Front, middle, back-office cloud: When we look at experience, we need to think about front office (customers), middle office (the organisation itself) and back office (the IT function), which all need to work in unison to provide the same level of transparency throughout.

Services emanating from the cloud-native application economy need to be able to scale to the demands of the market without users (inside or outside the organisation) being able to notice any degradation of performance at any level.

Directly stemming from these fundamentals is personalisation power and the ability to deliver granular adjustments for each user in an agile and adaptable way.

Being able to capture the exact segment of the customer market that an organisation wants to target, for example, was simply not possible at the granular level that it is today before the personalisation control offered by the cloud.

IT from cost centre to profit centre: Looking forward, a new level of business ambition is emerging. Previously, IT was relegated to being a cost centre and was often regarded as a loss on the balance sheet.

Today we are seeing software and the business define each other -- software defines the business and business defines the enterprise software stack that we build, deploy, operate, manage and maintain.

This means IT has evolved to the point of being a profit centre -- or at least it can be if organisations embrace the power that they can wield inside the new cloud-native application economy.

With all these thoughts on board, we can now create new go-to-market strategies that innovate in critically new ways.

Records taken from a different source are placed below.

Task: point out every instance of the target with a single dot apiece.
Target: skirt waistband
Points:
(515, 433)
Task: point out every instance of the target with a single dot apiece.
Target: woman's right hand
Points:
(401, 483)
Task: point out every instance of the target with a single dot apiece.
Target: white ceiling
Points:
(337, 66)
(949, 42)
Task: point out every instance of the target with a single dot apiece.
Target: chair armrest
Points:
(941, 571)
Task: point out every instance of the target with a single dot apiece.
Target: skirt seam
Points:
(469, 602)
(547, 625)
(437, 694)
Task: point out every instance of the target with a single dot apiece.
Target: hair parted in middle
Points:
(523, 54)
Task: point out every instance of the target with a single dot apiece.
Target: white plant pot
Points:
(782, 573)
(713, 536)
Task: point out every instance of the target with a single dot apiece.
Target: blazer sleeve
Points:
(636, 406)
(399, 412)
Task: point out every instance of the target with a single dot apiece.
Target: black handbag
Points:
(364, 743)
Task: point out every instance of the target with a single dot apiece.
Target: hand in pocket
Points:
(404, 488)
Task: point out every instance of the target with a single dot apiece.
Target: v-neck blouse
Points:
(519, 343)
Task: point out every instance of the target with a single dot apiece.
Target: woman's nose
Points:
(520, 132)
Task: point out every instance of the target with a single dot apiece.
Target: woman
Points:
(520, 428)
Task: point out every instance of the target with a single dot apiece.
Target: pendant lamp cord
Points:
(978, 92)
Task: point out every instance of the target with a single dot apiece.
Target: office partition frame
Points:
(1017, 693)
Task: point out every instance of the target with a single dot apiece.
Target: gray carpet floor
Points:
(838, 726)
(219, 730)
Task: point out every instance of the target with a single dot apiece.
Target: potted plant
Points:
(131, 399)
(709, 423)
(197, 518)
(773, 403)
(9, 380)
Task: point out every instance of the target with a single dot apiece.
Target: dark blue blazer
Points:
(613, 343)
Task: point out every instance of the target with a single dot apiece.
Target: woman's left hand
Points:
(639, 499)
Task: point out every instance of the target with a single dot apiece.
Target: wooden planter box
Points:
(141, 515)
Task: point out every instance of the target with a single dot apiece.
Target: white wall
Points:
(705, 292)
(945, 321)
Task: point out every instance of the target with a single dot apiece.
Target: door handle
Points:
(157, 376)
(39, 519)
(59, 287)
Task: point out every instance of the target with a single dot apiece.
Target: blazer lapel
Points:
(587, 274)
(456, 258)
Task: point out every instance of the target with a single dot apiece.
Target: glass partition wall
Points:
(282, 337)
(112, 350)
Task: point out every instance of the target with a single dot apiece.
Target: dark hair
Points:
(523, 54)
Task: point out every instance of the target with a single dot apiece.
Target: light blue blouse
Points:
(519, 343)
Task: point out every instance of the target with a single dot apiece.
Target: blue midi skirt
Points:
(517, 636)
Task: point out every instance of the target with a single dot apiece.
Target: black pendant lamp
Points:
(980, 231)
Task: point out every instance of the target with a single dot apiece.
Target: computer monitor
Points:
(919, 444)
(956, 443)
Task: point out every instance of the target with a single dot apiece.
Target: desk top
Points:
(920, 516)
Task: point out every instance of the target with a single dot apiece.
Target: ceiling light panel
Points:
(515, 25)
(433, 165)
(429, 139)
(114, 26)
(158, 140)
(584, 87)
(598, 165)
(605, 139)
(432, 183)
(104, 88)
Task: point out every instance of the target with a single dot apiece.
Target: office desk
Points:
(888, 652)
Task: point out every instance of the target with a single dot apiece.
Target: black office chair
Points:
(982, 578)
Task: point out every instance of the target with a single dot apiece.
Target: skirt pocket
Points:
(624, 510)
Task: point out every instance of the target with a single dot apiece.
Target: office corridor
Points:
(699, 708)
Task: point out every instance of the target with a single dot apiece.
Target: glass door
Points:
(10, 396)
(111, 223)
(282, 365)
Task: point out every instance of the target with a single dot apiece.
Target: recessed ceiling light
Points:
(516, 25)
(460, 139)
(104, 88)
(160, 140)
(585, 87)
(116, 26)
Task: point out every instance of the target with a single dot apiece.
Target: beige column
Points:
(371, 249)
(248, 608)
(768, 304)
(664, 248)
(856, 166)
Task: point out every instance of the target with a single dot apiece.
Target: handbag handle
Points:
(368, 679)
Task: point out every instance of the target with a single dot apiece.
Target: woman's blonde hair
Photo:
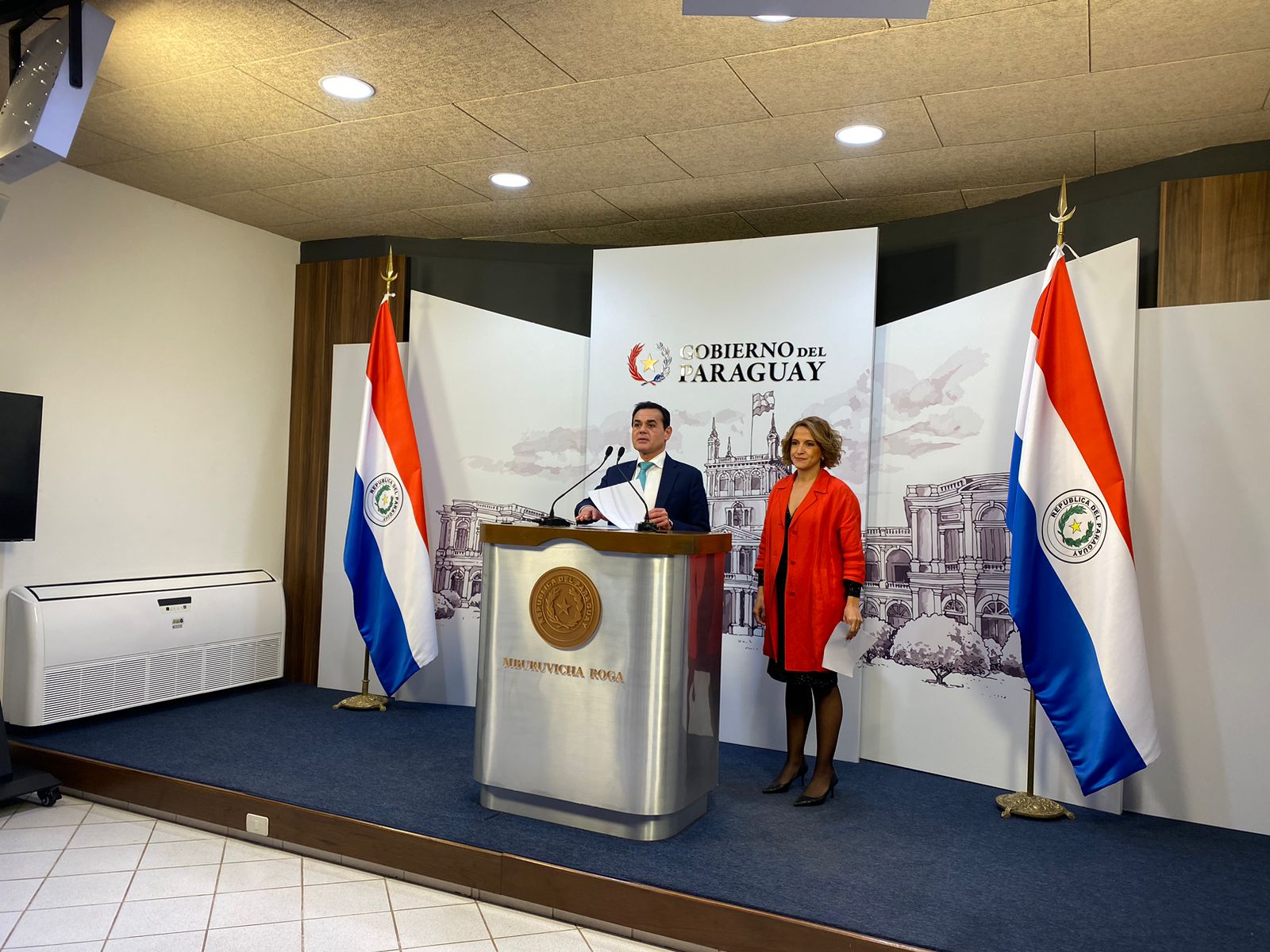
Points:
(825, 436)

We can think about the agility and adaptability that some companies were able to champion and exhibit through the pandemic, and we can hold onto that energy and create a more flexible future form of trade inside the cloud-native application economy without compromise.

But perhaps most importantly, we should act on the opportunity business has to embrace cloud-native applications in order for them to transform and pivot better. That is difficult with traditional IT, but high-performance, low-code offers a true alternative in making this a reality -- and at the pace that business requires.


Termsak Virakachornpong is regional vice-president for Southeast Asia of OutSystems, a low-code development platform specialist.